Real-time PCR has been used widely in the field of developmental studies (Steuerwald et al., 2000), clinical diagnosis and the detection of very low copy numbers of gene or gene products (Fujimaki et al., 2000, Kreuzer et al., 2000, Pfitzner et al., 2000, Zerr et al., 2000). The nucleotide sequence characteristics of H-PRRSV is that it has 87 bps deleted in the fixed region of Nsp2 gene by comparison to that of normal PRRSV, Thus, it provides an ideal site for designing a probe for real-time RT-PCR assay for H-PRRSV. In this paper, the TaqMan probe is oligonucleotides designed to bind to complementary target sequences presented within the Nsp2 gene of highly virulent Chinese-type PRRSV. No probe binding to the Nsp2 gene sequence of normal PRRSV due to the addition of 87 bps in this region by comparison to that of H-PRRSV. There are no other reports of real-time RT-PCR techniques to differentiate H-PRRSV strains from other strains of PRRSV due to the similarity of the target sequence between H-PRRSV and normal PRRSV, the method developed could specifically detect the highly virulent Chinese-type PRRS virus that has 87 bps deleted in the fixed region of Nsp2 gene.

Two hundred and thirteen specimens were detected by the real-time RT-PCR. Results are 100% consistent with that of sequencing, no false-positive samples were found, and the serum sample which obtained the lower Ct value but higher positive ratio as 78.31% may be due to the higher level of viral load in serum. The other reason may be attributed to the different extraction protocol between serum and tissues. Finally we can conclude that the lower Ct value and higher positive ratio clearly indicated that compared with tissue from lung and spleen, serum has a higher predicative value of detecting H-PRRSV infection during surveillance screening. In the comparison of the real-time RT-PCR and virus isolation for H-PRRSV, 5 strains of the H-PRRSV were positive by real-time RT-PCR but negative by virus isolation, it may due to that VI has a lower sensitivity or the infection of H-PRRSV is in its window period. Virus was isolated from seventeen samples were positive but real-time RT-PCR-negative, the final identification by RT-PCR for PRRSV showed that they belong to the typical PRRSV.

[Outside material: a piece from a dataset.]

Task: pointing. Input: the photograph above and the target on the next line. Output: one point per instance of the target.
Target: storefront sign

The sensitivity of the method developed is up to 1 TCID50/ml. The slope value of standard curve indicated the high amplification efficiency, and further, low coefficient of variation for inter and intra-assay also confirmed the repeatability of the assay. The high specificity and sensitivity of the method demonstrated the practicality of real-time RT-PCR for the detection of H-PRRSV. The present identification assay for H-PRRSV by virus isolation was tedious because of the cell culture and sequencing. While, the assay described in this paper, a fluorogenic-probe hydrolysis (TaqMan)-real-time RT-PCR for rapid detection of H-PRRSV is developed with high specificity, sensitivity and reproducibility. The simplicity and accuracy of the assay make it a powerful tool for the detection and control of highly virulent Chinese-type PRRSV.